It seems to me that people expect God to either be a magic genie who grants their every wish, or they expect Him to function as an emergency call service for crises. But what if He's more than that? What if He wants a relationship with us more than anything else? What if the bad things are just bad choices that others (or ourselves) have made, or something He uses to grow us up, so to speak. If God is our Heavenly Father, then He wants what is best for us, and His goal is to bring us to maturity - like an earthly father, only way better.

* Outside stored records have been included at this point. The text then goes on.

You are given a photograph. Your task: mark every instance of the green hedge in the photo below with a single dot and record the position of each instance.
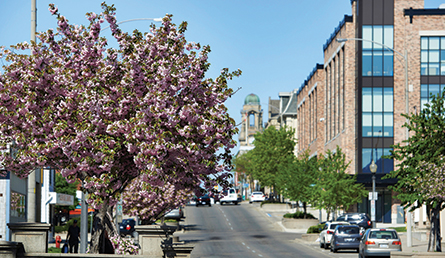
(54, 250)
(298, 215)
(64, 228)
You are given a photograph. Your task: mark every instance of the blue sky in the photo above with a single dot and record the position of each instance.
(275, 43)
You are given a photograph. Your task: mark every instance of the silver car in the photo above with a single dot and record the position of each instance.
(327, 232)
(379, 242)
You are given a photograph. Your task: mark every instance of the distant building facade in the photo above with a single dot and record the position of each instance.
(252, 122)
(355, 99)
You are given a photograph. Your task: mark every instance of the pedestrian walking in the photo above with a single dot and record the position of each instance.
(73, 237)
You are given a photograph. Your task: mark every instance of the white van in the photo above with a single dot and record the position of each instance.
(229, 196)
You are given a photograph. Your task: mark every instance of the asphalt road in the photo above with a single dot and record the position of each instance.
(240, 231)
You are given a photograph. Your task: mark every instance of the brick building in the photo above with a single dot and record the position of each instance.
(383, 52)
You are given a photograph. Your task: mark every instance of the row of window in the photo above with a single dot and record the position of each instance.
(432, 56)
(376, 154)
(378, 60)
(377, 112)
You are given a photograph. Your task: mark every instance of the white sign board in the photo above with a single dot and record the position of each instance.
(61, 199)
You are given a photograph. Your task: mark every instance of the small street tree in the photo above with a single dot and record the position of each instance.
(62, 186)
(420, 170)
(298, 177)
(273, 148)
(242, 167)
(106, 116)
(335, 188)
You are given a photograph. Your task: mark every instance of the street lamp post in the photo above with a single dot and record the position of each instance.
(405, 58)
(373, 168)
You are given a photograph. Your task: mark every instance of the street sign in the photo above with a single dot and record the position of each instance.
(375, 196)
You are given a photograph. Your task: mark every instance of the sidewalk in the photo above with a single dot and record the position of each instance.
(417, 245)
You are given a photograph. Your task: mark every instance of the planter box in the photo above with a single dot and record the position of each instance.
(276, 206)
(299, 223)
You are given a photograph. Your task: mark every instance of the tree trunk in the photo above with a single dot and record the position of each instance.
(435, 229)
(305, 209)
(103, 227)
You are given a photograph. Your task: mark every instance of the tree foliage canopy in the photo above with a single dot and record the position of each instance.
(424, 148)
(108, 116)
(335, 188)
(273, 148)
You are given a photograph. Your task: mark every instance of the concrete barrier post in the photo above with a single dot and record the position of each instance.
(10, 249)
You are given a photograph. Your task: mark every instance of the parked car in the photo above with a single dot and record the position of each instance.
(379, 242)
(345, 237)
(327, 232)
(176, 214)
(126, 227)
(360, 219)
(229, 196)
(257, 197)
(203, 200)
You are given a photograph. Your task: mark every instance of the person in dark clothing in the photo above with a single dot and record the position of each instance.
(73, 237)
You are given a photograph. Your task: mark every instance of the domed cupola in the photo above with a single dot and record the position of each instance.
(252, 99)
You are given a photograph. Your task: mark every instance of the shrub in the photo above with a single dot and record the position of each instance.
(64, 228)
(298, 215)
(315, 229)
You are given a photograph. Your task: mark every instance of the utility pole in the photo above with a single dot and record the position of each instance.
(31, 203)
(83, 223)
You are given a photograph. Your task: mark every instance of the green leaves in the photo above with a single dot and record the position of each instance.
(424, 148)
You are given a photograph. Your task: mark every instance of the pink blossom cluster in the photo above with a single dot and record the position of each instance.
(141, 118)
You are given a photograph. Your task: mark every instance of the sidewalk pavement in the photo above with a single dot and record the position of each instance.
(416, 244)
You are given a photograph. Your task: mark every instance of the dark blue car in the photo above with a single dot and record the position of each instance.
(346, 237)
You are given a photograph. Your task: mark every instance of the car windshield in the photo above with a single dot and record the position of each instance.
(383, 235)
(333, 226)
(348, 230)
(341, 218)
(354, 217)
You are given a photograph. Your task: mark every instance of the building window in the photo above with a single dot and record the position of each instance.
(377, 112)
(383, 165)
(376, 59)
(432, 56)
(18, 205)
(252, 120)
(429, 90)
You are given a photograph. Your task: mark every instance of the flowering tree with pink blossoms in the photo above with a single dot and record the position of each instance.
(140, 117)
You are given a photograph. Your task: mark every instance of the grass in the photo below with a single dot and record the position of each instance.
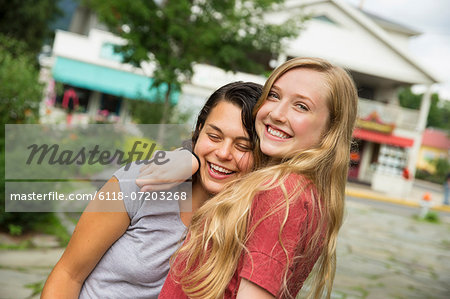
(36, 287)
(431, 217)
(54, 227)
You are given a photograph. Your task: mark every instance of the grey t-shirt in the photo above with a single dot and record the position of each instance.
(136, 265)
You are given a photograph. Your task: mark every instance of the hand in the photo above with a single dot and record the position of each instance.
(180, 167)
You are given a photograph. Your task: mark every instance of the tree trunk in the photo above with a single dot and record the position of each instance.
(165, 115)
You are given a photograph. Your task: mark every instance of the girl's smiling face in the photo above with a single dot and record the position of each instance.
(223, 147)
(295, 113)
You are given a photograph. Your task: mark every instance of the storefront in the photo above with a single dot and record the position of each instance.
(379, 157)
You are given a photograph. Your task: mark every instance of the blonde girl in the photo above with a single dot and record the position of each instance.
(262, 235)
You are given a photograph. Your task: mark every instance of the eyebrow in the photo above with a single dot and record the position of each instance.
(297, 94)
(221, 132)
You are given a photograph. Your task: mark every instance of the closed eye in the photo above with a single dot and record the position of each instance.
(273, 95)
(213, 137)
(243, 147)
(302, 106)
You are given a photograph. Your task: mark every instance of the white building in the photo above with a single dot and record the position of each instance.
(371, 48)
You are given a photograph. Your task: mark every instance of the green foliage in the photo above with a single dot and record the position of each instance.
(36, 287)
(431, 217)
(15, 230)
(20, 94)
(439, 114)
(174, 35)
(20, 91)
(28, 21)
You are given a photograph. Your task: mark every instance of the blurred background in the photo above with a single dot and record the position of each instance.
(143, 62)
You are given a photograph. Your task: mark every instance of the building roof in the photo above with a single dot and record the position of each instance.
(391, 25)
(357, 43)
(436, 138)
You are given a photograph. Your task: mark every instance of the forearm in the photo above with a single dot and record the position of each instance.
(60, 284)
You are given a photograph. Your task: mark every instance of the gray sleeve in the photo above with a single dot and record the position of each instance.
(127, 181)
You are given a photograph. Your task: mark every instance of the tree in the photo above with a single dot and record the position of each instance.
(439, 114)
(20, 94)
(174, 35)
(28, 21)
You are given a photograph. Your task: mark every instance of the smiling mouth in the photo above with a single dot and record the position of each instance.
(219, 169)
(277, 133)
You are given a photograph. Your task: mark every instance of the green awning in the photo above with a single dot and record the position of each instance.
(107, 80)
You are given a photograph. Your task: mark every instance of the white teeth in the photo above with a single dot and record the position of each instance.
(277, 133)
(220, 169)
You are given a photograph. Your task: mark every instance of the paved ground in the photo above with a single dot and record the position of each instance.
(386, 255)
(383, 252)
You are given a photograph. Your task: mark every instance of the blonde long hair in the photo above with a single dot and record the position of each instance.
(205, 264)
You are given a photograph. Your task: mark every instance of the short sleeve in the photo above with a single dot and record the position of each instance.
(265, 261)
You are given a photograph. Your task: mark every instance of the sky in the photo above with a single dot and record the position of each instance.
(432, 18)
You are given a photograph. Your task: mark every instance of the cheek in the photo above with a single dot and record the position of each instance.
(245, 162)
(262, 113)
(201, 147)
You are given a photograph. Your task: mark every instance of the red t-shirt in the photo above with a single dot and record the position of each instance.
(265, 262)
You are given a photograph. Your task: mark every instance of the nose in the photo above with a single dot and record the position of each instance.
(278, 113)
(224, 151)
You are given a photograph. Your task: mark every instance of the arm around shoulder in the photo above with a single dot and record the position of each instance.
(94, 234)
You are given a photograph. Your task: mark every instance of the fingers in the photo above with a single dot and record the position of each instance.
(158, 187)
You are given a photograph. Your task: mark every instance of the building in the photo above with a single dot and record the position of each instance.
(388, 137)
(435, 145)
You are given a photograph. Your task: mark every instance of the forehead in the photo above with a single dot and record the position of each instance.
(227, 117)
(303, 81)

I once had a friend tell me that Hindus understand suffering far better than Christians. She said that Hindus accept suffering as part of life and use it as a platform for growth, whereas Christians just complain and can't understand why God didn't deliver them from this or that. I'd like to explore that thought more... I think she may be right (much to my shame, as I am a professing Christian).
Monday, January 25, 2010
How I Spent My Time
In case you've been wondering where I've been the last week, my internet connection was down. The first two days I nearly went ballistic, and after that I decided that no amount of frustration was going to change the situation so I may as well have some fun. I decided to do a mini-anthropological study on myself (if that's possible) to see how I spent my extra time. Here's what I did:
I've only been back online for a day now, and I'm actually thinking about limiting my computer time. We'll see how it goes...
- I read more
- I talked with my children more
- I drank my coffee on the couch instead of at the computer desk
- I took walks
- I noticed that red bishops always land on the highest, most visible branch of the tree outside my front window.

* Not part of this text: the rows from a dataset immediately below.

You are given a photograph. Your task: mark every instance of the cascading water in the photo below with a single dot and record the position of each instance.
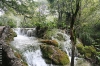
(29, 47)
(30, 50)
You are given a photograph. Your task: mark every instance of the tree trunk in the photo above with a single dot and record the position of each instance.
(73, 38)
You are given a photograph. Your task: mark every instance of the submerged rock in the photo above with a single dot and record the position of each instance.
(54, 54)
(50, 42)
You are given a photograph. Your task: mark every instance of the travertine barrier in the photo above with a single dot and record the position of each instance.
(8, 57)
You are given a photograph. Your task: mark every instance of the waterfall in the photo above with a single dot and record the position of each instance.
(30, 48)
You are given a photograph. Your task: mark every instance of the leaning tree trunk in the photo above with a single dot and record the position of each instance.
(72, 30)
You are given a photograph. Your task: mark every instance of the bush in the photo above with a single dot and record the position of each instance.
(80, 48)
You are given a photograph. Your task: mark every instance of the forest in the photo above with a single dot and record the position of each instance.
(79, 19)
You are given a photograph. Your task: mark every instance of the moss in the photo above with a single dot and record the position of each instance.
(80, 48)
(55, 54)
(50, 42)
(10, 36)
(49, 33)
(24, 63)
(89, 51)
(17, 55)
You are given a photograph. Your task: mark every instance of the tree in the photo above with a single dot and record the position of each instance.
(72, 30)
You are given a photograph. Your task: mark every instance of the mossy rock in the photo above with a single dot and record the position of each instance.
(80, 48)
(89, 51)
(17, 55)
(50, 42)
(49, 33)
(60, 37)
(55, 54)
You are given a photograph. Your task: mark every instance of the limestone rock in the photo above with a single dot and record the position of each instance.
(55, 54)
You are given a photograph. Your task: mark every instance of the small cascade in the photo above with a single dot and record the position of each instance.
(30, 47)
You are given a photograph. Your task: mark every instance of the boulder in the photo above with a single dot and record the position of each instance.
(54, 54)
(50, 42)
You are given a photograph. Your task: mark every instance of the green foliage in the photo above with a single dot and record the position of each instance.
(80, 48)
(11, 24)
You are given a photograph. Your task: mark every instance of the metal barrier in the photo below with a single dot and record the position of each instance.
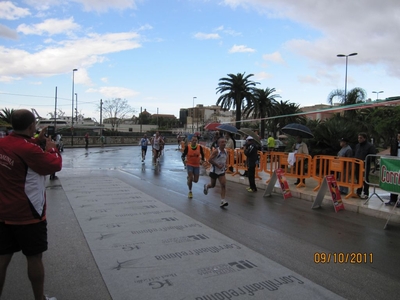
(279, 160)
(349, 172)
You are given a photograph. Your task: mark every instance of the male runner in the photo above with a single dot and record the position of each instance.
(194, 156)
(218, 160)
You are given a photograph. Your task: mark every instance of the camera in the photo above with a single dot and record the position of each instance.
(51, 130)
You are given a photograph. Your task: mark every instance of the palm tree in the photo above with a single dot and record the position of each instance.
(235, 89)
(354, 96)
(5, 115)
(262, 106)
(285, 113)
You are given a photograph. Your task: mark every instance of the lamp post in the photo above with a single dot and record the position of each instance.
(193, 116)
(76, 108)
(345, 80)
(72, 112)
(377, 94)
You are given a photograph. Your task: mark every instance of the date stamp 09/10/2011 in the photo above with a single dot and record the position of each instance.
(343, 258)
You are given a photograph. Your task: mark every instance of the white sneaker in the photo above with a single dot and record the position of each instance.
(223, 203)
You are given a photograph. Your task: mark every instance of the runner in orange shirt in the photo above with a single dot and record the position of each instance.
(192, 156)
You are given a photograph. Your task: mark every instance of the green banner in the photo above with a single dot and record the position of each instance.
(390, 174)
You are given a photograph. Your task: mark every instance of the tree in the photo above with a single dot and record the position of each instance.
(235, 89)
(115, 110)
(285, 113)
(262, 106)
(354, 96)
(5, 115)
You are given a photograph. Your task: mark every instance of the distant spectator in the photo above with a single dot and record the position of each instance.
(345, 151)
(364, 148)
(394, 151)
(86, 140)
(271, 143)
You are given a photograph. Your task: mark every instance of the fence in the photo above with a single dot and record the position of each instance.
(349, 172)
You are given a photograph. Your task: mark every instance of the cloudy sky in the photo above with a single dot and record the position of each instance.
(160, 54)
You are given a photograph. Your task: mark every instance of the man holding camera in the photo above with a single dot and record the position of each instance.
(23, 169)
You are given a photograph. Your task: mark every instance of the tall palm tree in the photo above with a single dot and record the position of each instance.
(354, 96)
(262, 106)
(285, 113)
(235, 89)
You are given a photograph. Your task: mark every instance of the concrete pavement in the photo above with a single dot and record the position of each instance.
(87, 260)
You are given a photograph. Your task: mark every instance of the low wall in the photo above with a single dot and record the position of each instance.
(79, 141)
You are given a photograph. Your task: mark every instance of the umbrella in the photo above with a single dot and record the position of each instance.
(295, 129)
(247, 131)
(227, 128)
(212, 126)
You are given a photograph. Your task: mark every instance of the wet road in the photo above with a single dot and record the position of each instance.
(287, 232)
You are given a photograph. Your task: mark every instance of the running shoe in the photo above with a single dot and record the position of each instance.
(205, 190)
(223, 203)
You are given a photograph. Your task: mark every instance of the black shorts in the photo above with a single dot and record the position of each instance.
(30, 238)
(215, 176)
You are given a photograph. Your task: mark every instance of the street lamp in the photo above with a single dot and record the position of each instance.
(76, 108)
(345, 80)
(377, 94)
(72, 112)
(193, 115)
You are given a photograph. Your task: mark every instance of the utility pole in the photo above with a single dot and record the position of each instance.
(101, 111)
(55, 111)
(76, 108)
(140, 119)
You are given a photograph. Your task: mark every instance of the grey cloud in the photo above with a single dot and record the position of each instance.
(8, 33)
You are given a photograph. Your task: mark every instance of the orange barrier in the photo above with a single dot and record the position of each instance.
(343, 168)
(279, 160)
(349, 172)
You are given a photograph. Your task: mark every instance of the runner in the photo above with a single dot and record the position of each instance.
(144, 142)
(218, 160)
(194, 156)
(156, 143)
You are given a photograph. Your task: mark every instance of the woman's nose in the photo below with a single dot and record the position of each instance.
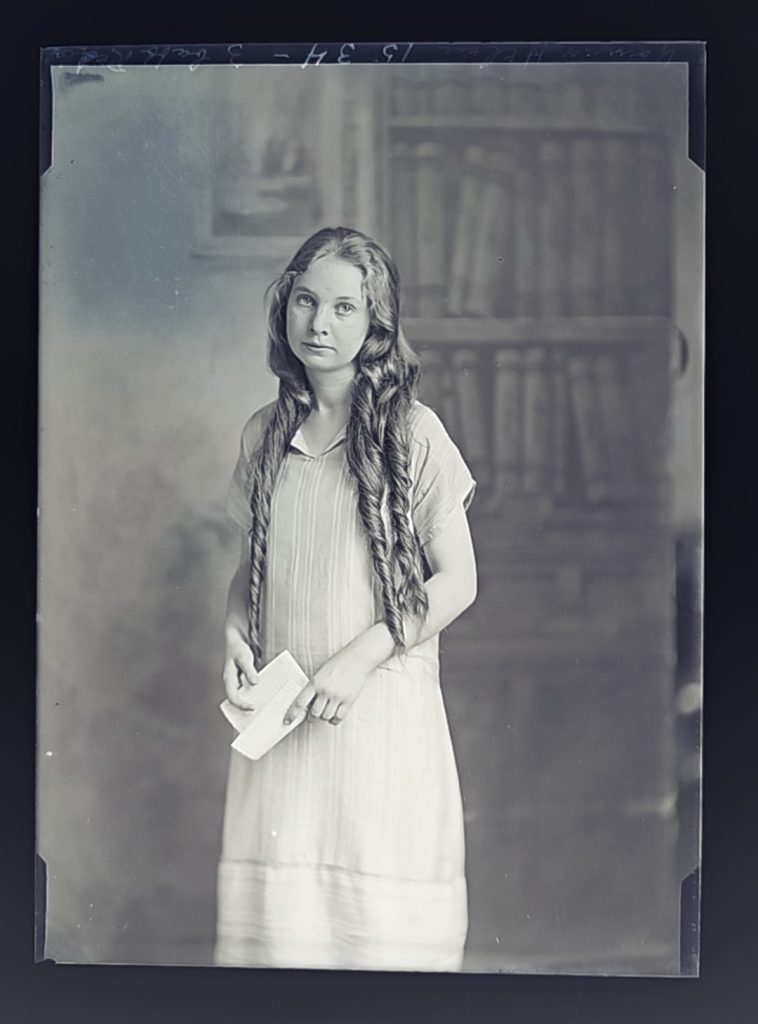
(320, 322)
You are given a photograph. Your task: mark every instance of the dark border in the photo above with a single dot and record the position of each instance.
(727, 988)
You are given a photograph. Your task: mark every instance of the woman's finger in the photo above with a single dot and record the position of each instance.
(246, 665)
(299, 707)
(330, 709)
(239, 691)
(339, 715)
(319, 706)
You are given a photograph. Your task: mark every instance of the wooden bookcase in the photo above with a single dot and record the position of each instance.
(558, 681)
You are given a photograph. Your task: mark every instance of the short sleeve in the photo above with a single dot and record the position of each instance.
(443, 482)
(238, 495)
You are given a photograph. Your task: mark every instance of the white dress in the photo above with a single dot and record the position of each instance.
(343, 847)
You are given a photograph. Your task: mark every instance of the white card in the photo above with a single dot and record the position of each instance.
(279, 684)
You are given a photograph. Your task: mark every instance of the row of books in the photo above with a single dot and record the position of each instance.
(441, 92)
(573, 226)
(539, 421)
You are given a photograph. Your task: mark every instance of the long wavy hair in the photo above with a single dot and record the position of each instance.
(377, 436)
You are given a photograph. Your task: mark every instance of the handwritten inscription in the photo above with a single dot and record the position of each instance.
(311, 54)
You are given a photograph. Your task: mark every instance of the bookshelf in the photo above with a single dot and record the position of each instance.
(531, 216)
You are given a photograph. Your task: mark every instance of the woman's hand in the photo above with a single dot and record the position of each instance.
(333, 690)
(240, 676)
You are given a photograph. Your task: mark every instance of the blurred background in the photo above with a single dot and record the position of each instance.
(548, 227)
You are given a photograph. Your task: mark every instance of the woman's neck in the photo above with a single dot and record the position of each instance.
(332, 391)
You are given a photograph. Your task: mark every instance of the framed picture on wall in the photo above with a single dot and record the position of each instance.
(291, 153)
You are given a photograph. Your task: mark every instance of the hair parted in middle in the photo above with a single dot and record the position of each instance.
(377, 436)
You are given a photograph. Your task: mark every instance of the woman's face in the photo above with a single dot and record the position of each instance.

- I took time to be silent and to just think
I've only been back online for a day now, and I'm actually thinking about limiting my computer time. We'll see how it goes...
Monday, January 18, 2010
Revenge of the Street Hawkers
South Africans are a wonderful, hospitable and friendly people. Even the street hawkers are nice when you turn them down. You will understand, then, my bafflement (is that a word?) at the strange day I've had.
It all started when I was daydreaming at the robot (traffic light). I was thinking about sine and cosine graphs and how they sort of look like a dance between lovers, and that got me thinking about double helixes, and I was about to envision the Dance of the Double Helix when a face appeared against my window.

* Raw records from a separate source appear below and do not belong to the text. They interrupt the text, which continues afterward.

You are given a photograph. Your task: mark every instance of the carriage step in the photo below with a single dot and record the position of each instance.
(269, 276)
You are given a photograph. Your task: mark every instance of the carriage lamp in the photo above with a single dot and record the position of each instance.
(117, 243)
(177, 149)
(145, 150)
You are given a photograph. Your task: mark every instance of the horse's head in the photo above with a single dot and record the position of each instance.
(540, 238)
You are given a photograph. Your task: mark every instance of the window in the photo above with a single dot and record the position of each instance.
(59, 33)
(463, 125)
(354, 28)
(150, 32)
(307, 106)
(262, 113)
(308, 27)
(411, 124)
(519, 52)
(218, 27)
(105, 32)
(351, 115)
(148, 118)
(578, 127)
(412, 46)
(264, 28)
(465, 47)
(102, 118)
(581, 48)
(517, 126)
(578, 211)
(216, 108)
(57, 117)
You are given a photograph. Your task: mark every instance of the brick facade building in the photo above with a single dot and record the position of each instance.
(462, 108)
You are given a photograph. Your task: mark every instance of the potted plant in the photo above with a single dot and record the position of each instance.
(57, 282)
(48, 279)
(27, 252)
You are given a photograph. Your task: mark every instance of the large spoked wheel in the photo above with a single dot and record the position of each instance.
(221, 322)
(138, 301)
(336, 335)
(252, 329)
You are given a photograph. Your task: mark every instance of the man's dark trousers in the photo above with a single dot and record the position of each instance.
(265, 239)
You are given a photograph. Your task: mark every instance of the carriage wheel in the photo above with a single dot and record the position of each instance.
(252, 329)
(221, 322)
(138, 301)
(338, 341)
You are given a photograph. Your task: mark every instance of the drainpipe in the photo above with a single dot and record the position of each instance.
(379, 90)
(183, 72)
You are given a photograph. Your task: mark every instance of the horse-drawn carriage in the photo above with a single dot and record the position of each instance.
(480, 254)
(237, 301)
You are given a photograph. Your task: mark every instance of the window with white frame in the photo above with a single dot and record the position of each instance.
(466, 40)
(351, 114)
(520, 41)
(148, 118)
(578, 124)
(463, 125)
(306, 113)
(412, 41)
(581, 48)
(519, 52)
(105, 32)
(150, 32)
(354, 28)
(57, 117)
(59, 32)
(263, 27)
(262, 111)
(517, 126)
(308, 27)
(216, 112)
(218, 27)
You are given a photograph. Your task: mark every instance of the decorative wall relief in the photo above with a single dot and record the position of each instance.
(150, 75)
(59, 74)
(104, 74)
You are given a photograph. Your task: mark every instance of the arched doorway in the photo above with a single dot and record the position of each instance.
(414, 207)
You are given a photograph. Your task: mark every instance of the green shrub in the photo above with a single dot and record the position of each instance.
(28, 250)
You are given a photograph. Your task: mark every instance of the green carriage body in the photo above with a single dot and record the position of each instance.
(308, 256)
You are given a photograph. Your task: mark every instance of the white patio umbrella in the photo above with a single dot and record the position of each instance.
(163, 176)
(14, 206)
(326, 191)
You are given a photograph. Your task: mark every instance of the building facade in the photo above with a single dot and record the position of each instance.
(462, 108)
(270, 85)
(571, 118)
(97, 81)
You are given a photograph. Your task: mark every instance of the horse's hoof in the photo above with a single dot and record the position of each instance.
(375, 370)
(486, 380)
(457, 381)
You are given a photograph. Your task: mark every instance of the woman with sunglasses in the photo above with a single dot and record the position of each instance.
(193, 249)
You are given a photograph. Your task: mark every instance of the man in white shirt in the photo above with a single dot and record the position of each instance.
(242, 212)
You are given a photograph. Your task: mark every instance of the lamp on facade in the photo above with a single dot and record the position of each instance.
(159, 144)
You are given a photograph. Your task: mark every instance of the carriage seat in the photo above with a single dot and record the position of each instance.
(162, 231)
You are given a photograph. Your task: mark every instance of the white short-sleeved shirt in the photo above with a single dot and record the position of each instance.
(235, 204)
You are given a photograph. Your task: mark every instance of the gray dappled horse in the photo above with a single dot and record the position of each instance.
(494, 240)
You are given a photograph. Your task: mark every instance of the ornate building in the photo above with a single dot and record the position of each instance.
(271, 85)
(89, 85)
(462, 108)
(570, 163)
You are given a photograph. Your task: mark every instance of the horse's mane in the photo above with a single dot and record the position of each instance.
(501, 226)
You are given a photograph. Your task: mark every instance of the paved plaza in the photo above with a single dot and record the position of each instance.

When I say "against my window" I mean that quite literally. The nose-print is still there from a street hawker who was selling pumice stones. I was slightly miffed that he interrupted my trigonometry tango, but on the other hand, he's just trying to make a living. I smiled and politely told him I didn't need a pumice stone. Then he got really angry at me, called me some choice words and ended with "*bleep* *bleep* *bleep* racist!" (So... I'm a racist because I don't want a pumice stone?)
A few robots up the road was the one-legged beggar. He's there almost every day. I smiled at him, too (I think it's good to at least acknowledge people; we all want someone to know we exist, right?) but declined to give him any money. He looked at me and then hit my rear view mirror so that I now have a nice view of the sky.
I think the few rare mean people of Pretoria all converged on my path today. But at least two people know I exist, and I have some lovely souvenirs on my car to prove it.
Sunday, January 17, 2010
Must... Learn... Afrikaans!
I bought an Afrikaans diary this year (a weekly planner, for my American friends). I figure every little bit helps. I already know the days of the weeks and the months of the year; it's the quotes at the bottom of each page that I have a bit of trouble with. I am forcing myself to look up words I don't know rather than skip them.
The reason I want to work harder on my Afrikaans is this: I don't want to be one of those immigrant parents who needs their kids to translate for them. And since the kids have to learn Afrikaans in school, I should learn it, too. I want to lead by example (but why is that sometimes hard? Is it because deep down I'm selfish?)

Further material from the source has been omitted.